The European Solar Agency's Solar Orbiter spacecraft has achieved a groundbreaking milestone by establishing the first-ever direct connection measurements of the solar wind around a spacecraft to high-resolution images of the Sun’s surface at a close distance. 

Scientists can now study the origins of the solar wind which is a constant stream of charged particles flowing outward from the Sun. Understanding where the solar wind originates and how its properties are set has been a huge goal for solar physicists. However, by the time the wind reaches Earth, much of the detail linking it to source regions are been lost.

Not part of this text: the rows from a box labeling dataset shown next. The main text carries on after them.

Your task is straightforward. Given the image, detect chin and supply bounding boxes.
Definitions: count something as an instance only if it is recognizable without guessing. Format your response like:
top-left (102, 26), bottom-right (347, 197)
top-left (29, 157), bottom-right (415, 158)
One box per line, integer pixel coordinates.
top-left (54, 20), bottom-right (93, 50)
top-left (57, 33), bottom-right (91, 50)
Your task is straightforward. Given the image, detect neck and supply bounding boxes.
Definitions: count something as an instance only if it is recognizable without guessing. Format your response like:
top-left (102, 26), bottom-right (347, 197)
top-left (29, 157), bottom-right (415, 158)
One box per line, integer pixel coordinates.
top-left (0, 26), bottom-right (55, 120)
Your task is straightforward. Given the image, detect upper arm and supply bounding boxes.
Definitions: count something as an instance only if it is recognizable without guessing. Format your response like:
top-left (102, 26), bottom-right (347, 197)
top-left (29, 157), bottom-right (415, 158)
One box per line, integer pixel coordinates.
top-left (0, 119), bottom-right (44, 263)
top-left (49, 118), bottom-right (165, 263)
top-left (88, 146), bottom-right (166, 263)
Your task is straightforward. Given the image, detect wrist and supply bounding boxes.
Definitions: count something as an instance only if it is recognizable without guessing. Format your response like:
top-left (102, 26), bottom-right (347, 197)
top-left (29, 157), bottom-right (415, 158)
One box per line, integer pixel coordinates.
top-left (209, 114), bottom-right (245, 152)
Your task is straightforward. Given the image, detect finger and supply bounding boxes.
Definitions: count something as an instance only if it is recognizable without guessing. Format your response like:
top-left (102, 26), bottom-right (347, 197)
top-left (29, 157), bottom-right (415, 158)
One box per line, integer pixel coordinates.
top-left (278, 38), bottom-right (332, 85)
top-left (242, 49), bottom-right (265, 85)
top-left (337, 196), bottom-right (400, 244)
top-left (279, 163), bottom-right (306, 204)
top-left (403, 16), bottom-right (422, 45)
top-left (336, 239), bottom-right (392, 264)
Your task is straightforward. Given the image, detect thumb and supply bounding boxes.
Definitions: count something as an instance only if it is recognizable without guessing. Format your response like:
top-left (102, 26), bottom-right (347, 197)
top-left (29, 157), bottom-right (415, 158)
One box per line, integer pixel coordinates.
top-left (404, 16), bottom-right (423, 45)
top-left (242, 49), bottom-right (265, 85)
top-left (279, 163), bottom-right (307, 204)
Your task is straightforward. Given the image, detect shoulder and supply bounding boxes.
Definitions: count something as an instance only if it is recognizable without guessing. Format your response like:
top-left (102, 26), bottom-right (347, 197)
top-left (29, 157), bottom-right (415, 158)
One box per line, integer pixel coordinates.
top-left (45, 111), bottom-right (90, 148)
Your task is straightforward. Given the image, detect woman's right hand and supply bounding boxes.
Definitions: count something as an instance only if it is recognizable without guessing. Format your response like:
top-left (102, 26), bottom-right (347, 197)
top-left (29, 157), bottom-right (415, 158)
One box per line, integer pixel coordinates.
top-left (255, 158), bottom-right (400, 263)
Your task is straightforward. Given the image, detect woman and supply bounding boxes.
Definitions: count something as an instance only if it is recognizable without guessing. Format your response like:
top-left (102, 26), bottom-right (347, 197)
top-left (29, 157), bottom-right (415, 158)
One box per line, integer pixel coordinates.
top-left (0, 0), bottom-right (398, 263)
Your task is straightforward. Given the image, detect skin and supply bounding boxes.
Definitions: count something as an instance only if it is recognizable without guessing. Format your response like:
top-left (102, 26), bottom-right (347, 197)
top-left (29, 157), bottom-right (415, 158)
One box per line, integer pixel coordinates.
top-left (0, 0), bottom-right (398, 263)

Solar Orbiter's key objective was to link the solar wind measured in situ by the spacecraft to specific areas on the Sun's surface imaged by its remote sensing instruments. To achieve this, scientists required to combine data from Solar Orbiter's unique suite of instruments with modeling tools that map the outward propagation of solar wind from the Sun.

The team used the Magnetic Connectivity Tool which is developed for the Solar Orbiter mission, to predict when the spacecraft would fly through solar wind streams originating from target surface features like coronal holes or active regions.

The spacecraft's instruments detected variations in wind speed between March 1 and 9, 2022 when Solar Orbiter was around 75 million km from the Sun.

"Solar Orbiter flew past the coronal hole and the active region, and we saw fast solar wind streams, followed by slow ones. We saw a lot of complexity that we could tie back to the source regions," Stephanie Yardley of Northumbria University, lead author on the study said.

According to the observations, "footprints" imparted by different solar source regions can still be detected in the solar wind which will allow it to be traced back to its origins on the Sun's surface. This was a key mission goal for Solar Orbiter.

"This result confirms that Solar Orbiter is able to make robust connections between the solar wind and its source regions on the solar surface," Daniel Miller, ESA Solar Orbiter project scientist said. 

"This opens the way for us to study the solar wind's origin in unprecedented detail," he added.